Je parlais des moyens d'imposer une ambiance, ceux-ci sont multiples et toujours employés avec un dosage impeccable. Un exemple venant à l'esprit immédiatement est l'emploi du piano sur ''Frontier'', couplé aux sonorités presque cybernétiques. L'aspect doux du chant féminin est également un bon moyen de mettre en exergue ces atmosphères sans tomber dans l'excès. Le titre suivant, ''Hunters' Game'', met en place un climat différent, où les guitares, ainsi que les touches électroniques, sont plus denses et massives, et ces deux apports primordiaux forment une parfaite combinaison. Le tout donne un metal industriel froid, quasi déshumanisé, où seule la voix permet de constituer un lien. La musique s'inscrit vraiment dans l'ère du temps par sa facette résolument moderne et sa production adaptée à la volonté d'Unseelie, qui se dote des meilleures conditions possibles pour entraîner l'auditeur dans son univers.
Le groupe ne s'encombre pas de démonstrations superflues, préférant mettre l'accent sur la capacité de chaque membre à donner le meilleur de lui-même pour donner une réelle fluidité aux ambiances. Le combo ne s'épargne tout de même pas quelques bons solos de guitare, comme en témoigne la très réussie ''The White Passenger'', piste variée et captivante. La ligne de chant d'Anne-Emmanuelle est polymorphe et permet d'apprécier la maîtrise de la chanteuse, que ce soit dans un ton lyrique, dans un registre plus grave, ou au chant extrême. La frontwoman est d'ailleurs l'un des nombreux atouts d'Unseelie, capable de s'adapter tel un véritable caméléon se promenant au sein de ce monde urbain. Tantôt puissante, tantôt menaçante et parfois douce (''Frontier'', ''Of Water and Dreams''), la prestation remarquable de la jeune femme hisse le groupe vers le haut du panier.
Ce qui est impressionnant chez les Français, c'est cette capacité à se forger une identité, tant visuelle que sonore.
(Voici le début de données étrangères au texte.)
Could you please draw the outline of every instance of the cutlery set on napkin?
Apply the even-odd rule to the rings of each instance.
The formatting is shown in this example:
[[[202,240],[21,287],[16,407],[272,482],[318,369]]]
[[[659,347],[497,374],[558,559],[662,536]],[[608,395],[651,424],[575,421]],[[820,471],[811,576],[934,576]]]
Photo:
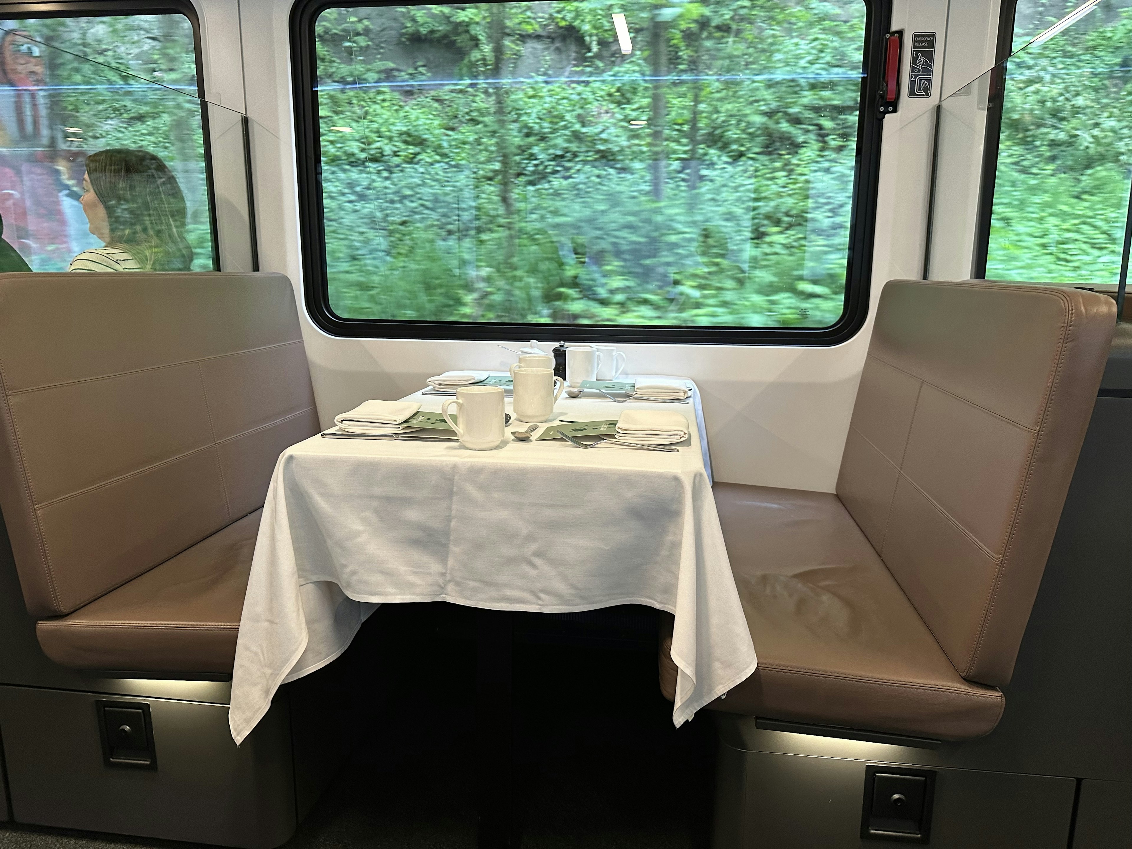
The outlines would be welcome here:
[[[428,379],[426,394],[455,394],[462,386],[511,380],[487,371],[446,371]],[[626,401],[685,401],[692,389],[680,381],[638,378],[636,384],[586,381],[583,388],[621,393]],[[498,385],[498,384],[497,384]],[[431,391],[431,392],[430,392]],[[610,397],[612,397],[610,395]],[[615,398],[616,400],[616,398]],[[505,424],[511,415],[506,415]],[[354,439],[427,439],[457,440],[440,413],[421,412],[421,405],[409,401],[366,401],[349,412],[334,418],[335,429],[325,437]],[[688,438],[688,420],[683,413],[668,410],[625,410],[618,419],[601,421],[559,422],[543,428],[535,439],[565,439],[580,447],[604,443],[626,448],[654,448],[672,446]],[[580,437],[598,437],[597,443],[578,441]],[[661,451],[676,451],[661,447]]]
[[[387,436],[419,430],[419,427],[406,426],[419,410],[420,404],[409,401],[367,401],[346,413],[334,417],[338,430],[346,434]]]

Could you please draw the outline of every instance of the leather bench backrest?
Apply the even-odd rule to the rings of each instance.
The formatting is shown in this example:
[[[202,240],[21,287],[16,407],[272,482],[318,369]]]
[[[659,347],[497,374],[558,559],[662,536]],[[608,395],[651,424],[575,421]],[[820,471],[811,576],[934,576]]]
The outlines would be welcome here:
[[[1060,286],[881,295],[837,491],[967,679],[1013,672],[1115,320]]]
[[[0,275],[0,506],[69,614],[258,509],[318,429],[280,274]]]

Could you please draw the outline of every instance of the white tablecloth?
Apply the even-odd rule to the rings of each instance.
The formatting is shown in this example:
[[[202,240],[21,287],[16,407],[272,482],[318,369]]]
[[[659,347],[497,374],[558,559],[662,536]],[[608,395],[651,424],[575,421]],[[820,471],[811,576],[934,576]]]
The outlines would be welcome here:
[[[381,602],[667,610],[676,617],[677,726],[749,676],[755,650],[712,498],[698,393],[687,405],[592,395],[564,395],[559,418],[679,410],[689,444],[669,454],[508,437],[477,452],[458,443],[315,436],[283,452],[240,620],[233,739],[247,737],[281,684],[345,651]],[[444,401],[408,400],[424,410]],[[601,694],[578,692],[580,702],[590,698]]]

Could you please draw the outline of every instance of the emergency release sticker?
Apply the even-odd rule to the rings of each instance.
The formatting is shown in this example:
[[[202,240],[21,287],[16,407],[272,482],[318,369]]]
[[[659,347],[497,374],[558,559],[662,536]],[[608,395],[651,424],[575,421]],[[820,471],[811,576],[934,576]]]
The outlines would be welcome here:
[[[932,74],[935,70],[935,33],[912,33],[910,67],[908,96],[931,97]]]

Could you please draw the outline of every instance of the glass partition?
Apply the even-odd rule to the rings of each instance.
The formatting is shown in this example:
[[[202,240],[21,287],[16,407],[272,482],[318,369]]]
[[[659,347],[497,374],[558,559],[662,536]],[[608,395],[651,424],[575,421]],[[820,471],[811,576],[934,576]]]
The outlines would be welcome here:
[[[252,267],[246,137],[182,15],[0,20],[0,217],[31,271]]]

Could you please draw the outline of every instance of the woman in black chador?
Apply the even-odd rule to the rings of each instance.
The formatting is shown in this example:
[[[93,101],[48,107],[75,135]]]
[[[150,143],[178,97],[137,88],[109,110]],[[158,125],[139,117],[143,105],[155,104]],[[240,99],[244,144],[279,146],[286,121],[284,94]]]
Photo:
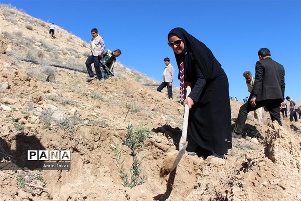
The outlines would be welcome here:
[[[232,148],[227,75],[211,51],[184,29],[172,30],[168,41],[179,67],[180,98],[190,109],[188,133],[198,144],[195,152],[223,158]],[[185,99],[188,84],[192,90]]]

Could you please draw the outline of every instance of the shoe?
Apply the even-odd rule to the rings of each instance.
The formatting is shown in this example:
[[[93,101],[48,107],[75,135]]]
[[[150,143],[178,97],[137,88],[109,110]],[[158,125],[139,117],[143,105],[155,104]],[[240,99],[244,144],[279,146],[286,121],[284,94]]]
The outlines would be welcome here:
[[[247,134],[243,132],[242,133],[235,133],[235,132],[232,132],[232,138],[237,138],[237,139],[240,139],[240,138],[246,138],[246,137],[247,136]]]
[[[90,77],[90,76],[89,76],[87,77],[87,79],[91,79],[91,80],[92,80],[92,79],[94,79],[95,78],[95,77],[94,77],[94,76],[93,77]]]
[[[240,139],[240,138],[242,138],[242,135],[237,134],[235,133],[232,133],[232,138]]]
[[[187,154],[188,154],[189,156],[197,156],[198,155],[198,154],[197,154],[196,152],[194,152],[193,151],[190,151],[188,153],[187,153]]]

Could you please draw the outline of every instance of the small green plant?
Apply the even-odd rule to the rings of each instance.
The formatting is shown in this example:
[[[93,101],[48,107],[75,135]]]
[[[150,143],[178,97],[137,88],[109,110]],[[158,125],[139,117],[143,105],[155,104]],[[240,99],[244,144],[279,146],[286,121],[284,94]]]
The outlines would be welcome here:
[[[47,129],[49,130],[51,130],[51,123],[50,122],[50,121],[46,121],[44,122],[43,123],[42,128],[44,129]]]
[[[102,96],[98,94],[94,94],[91,96],[91,97],[96,100],[103,100]]]
[[[24,131],[24,126],[23,126],[23,125],[16,122],[15,124],[14,124],[14,126],[15,126],[15,128],[16,128],[18,131]]]
[[[129,112],[130,112],[131,114],[138,113],[144,109],[143,106],[138,105],[131,105],[128,104],[126,104],[125,105],[125,108],[129,109]]]
[[[138,158],[138,154],[142,150],[144,141],[148,137],[150,131],[148,128],[143,128],[140,125],[139,129],[134,130],[132,125],[129,123],[127,127],[127,134],[122,143],[126,145],[131,150],[130,155],[132,157],[133,160],[130,169],[130,179],[129,179],[128,174],[125,173],[124,167],[124,160],[121,160],[122,149],[120,145],[114,145],[110,144],[110,148],[114,151],[114,154],[117,156],[113,158],[115,159],[116,164],[118,169],[120,178],[122,180],[123,185],[130,188],[137,185],[141,185],[145,181],[144,175],[140,176],[141,173],[141,164],[146,156],[146,153],[142,154],[141,158]]]

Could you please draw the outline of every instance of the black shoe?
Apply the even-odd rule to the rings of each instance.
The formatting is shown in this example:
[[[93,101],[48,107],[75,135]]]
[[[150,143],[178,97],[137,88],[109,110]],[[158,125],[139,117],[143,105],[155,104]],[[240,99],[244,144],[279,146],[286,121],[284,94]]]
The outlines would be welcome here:
[[[237,133],[235,132],[232,132],[232,138],[244,138],[245,139],[247,136],[247,134],[245,132],[242,132],[241,133]]]
[[[240,139],[240,138],[242,138],[242,135],[238,134],[236,133],[232,133],[232,138]]]

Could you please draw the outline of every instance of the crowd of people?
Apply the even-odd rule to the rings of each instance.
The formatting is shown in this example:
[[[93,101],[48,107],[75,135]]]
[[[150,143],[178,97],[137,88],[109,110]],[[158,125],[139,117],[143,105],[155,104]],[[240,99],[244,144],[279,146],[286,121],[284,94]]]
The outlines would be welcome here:
[[[87,79],[96,78],[91,66],[94,63],[97,78],[101,81],[114,75],[116,57],[121,52],[119,49],[106,50],[103,39],[96,29],[92,29],[91,33],[91,52],[86,61]],[[236,97],[229,96],[227,75],[212,52],[181,28],[172,29],[168,35],[168,40],[179,70],[180,102],[187,105],[190,109],[188,134],[196,145],[193,153],[205,157],[213,155],[224,158],[228,149],[232,148],[232,137],[241,138],[248,134],[244,132],[243,128],[251,111],[254,111],[256,121],[262,122],[264,108],[272,121],[282,125],[280,112],[282,118],[287,117],[287,104],[284,97],[284,68],[271,58],[268,49],[258,51],[254,77],[249,71],[243,74],[250,95],[244,99],[232,130],[230,100],[238,100]],[[168,98],[172,99],[175,69],[169,58],[164,61],[163,81],[157,90],[161,92],[167,87]],[[186,97],[186,88],[188,85],[192,90]],[[296,103],[289,96],[285,99],[289,103],[290,121],[297,121],[298,112]]]

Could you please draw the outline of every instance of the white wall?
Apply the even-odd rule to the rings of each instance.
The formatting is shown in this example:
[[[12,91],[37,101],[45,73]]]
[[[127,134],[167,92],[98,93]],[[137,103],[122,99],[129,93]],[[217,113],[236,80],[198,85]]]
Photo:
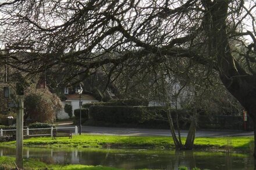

Les inspirations des membres sont audibles mais jamais envahissantes, et le combo emprunte une voie judicieuse. En misant avant tout sur un concept intéressant et en composant des titres à l'avenant, respectant à la lettre cette trame, Unseelie convainc sans peines. Si l'ouverture ''Strangers'' est en-dessous des capacités du groupe à cause de quelques dérangeantes longueurs, la suite des événements rectifie le tir. Les mid-tempos sont adroitement écrites, ''Frontier'' et ''Of Water and Dreams'' s'inscrivant de cette façon parmi les pistes les plus marquantes d'Urban Fantasy. Et si la dynamique ''Hunters' Game'' est un manifeste du talent des parisiens, le clou sera enfoncé par ''Beauty is Our Only Saviour'', avec plus de sept minutes au compteur. Un morceau fluide, où chaque moment est utilisé correctement, évitant ainsi de créer la torpeur chez l'auditoire. L'ambiance qui règne est intrigante. Si le groupe aurait pu utiliser la méthode bien connue de la montée en puissance, Unseelie surprend en laissant cette solution de côté, tout en réussissant l'exercice de style.
Ce premier effort studio ne laisse présager que du bon pour la carrière des Français. L’œuvre est envoûtante, et le groupe possède déjà une marque de fabrique bien à lui, un phénomène d'autant plus rare pour un néophyte. Urban Fantasy sent la maturité, le processus de composition mûrement réfléchi et calculé, comme en témoigne le soin apporté aux atmosphères et au concept. Le combo ne donne qu'une envie : connaître la suite.